May 25, 2013 - 14:21 AMT
Cars torched in sixth night of Sweden violence

Community patrols and a beefed-up police presence helped to calm violence around Stockholm overnight on Saturday, May 25, but up to 30 cars were still torched in poor immigrant suburbs and serious incidents were reported outside the capital for the first time, Reuters reported.

The rioting in Stockholm abated after a week of masked youths vandalizing schools and police stations, setting cars alight and hurling stones at firefighters, police said.

"It was much calmer - rocks weren't being thrown at police or firefighters - and that's a sign that it's calmer. We haven't had any riots or anything similar," said police spokesman Kjell Lindgren. Community leaders were taking to the streets, dressed in fluorescent jackets, to try to calm things down.

"We have been present in many places, we've been talking to people, and many residents have been out in the city, keeping their eyes open, being engaged," Lindgren said.

But serious incidents were reported outside the Stockholm area, for the first time.

In Orebro, a town in central Sweden, some 25 masked youths set fire to three cars and a school and tried to torch a police station, police said. Some 200 km to the southwest in Linkoping, several vehicles were set on fire and youths tried to torch a school and a kindergarten, they said.

The rioting was sparked by the police shooting on May 13 of a 69-year-old man, who media reported was killed when police stormed his apartment because they feared he was threatening his wife with a large knife. Media said he was a Portuguese immigrant, which police would not confirm.

Dozens of far-right activists were seen driving around some southern suburbs of Stockholm on Friday, closely watched by police.

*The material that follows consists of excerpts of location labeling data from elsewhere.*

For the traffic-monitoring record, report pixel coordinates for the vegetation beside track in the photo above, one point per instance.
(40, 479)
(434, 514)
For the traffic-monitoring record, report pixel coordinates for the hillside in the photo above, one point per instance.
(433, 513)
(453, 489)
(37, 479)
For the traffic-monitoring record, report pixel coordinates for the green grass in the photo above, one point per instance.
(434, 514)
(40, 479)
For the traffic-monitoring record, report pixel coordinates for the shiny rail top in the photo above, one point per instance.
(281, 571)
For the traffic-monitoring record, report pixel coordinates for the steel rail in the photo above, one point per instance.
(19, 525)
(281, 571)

One recent government study showed that up to a third of young people aged 16 to 29 in some of the most deprived areas of Sweden's big cities neither study nor have a job.

Youth unemployment is especially high in neighborhoods such as the ones where the riots have taken place, home to asylum seekers from Iraq to Somalia, Afghanistan and Latin America.

About 15 percent of Sweden's population is foreign-born. While many are from neighboring Nordic countries, others are drawn by the country's policy of welcoming asylum seekers from war-torn countries.

The gap between rich and poor in Sweden is growing faster than in any other major nation, according to the Organization for Economic Cooperation and Development.